An atomic structure of human γ-secretase

Abstract

Dysfunction of the intramembrane protease γ-secretase is thought to cause Alzheimer's disease, with most mutations derived from Alzheimer's disease mapping to the catalytic subunit presenilin 1 (PS1). Here we report an atomic structure of human γ-secretase at 3.4 Å resolution, determined by single-particle cryo-electron microscopy. Mutations derived from Alzheimer's disease affect residues at two hotspots in PS1, each located at the centre of a distinct four transmembrane segment (TM) bundle. TM2 and, to a lesser extent, TM6 exhibit considerable flexibility, yielding a plastic active site and adaptable surrounding elements. The active site of PS1 is accessible from the convex side of the TM horseshoe, suggesting considerable conformational changes in nicastrin extracellular domain after substrate recruitment. Component protein APH-1 serves as a scaffold, anchoring the lone transmembrane helix from nicastrin and supporting the flexible conformation of PS1. Ordered phospholipids stabilize the complex inside the membrane. Our structure serves as a molecular basis for mechanistic understanding of γ-secretase function.

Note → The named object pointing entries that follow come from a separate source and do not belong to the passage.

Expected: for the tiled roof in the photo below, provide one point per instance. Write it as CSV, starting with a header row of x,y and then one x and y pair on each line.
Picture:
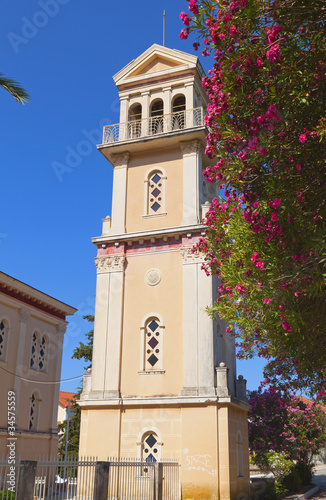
x,y
63,398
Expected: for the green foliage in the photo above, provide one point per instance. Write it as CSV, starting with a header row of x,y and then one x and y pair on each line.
x,y
14,89
284,432
7,495
74,429
84,351
265,236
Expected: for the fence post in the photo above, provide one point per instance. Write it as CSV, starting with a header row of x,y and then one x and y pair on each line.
x,y
101,483
26,480
158,482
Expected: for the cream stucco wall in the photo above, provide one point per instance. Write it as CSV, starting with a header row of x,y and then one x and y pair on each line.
x,y
141,301
203,438
18,377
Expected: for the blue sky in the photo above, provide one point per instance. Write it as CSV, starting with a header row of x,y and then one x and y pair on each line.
x,y
64,53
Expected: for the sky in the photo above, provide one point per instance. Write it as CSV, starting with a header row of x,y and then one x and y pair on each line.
x,y
55,186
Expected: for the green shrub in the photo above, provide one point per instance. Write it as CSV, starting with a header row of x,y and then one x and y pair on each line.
x,y
7,495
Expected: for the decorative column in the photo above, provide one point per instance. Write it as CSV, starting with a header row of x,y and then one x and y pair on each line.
x,y
198,327
124,118
167,108
108,327
24,315
120,163
145,99
191,170
190,104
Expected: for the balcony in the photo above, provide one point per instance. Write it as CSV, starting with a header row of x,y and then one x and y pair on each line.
x,y
153,126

Extended Data Figure 1. Cryo-EM, single-particle analysis of human γ-secretase

a, Representative raw particles from an original micrograph. b, Representative reference-free 2-D class averages of the γ-secretase particles. Two classes identified by a red rectangle box (lower right corner) may contain some density for the extended cytosolic loop sequences between TM6 and TM7 of PS1, which are disordered in the final maps. c, Resolution estimation of the EM structure. The overall resolution is calculated to be 3.4 Å on the basis of gold-standard FSC curve. d, Color-coded resolution variations in the γ-secretase structure as estimated by ResMap. e, FSC curves of the final, Refmac-refined model versus the map it was refined against (in black); of a model refined in the first of the two independent maps used for the gold-standard FSC versus that same map (in red); and of a model refined in the first of the two independent maps versus the second independent map (in green). The small difference between the red and green curves indicates that the refinement of the atomic coordinates did not suffer from severe overfitting.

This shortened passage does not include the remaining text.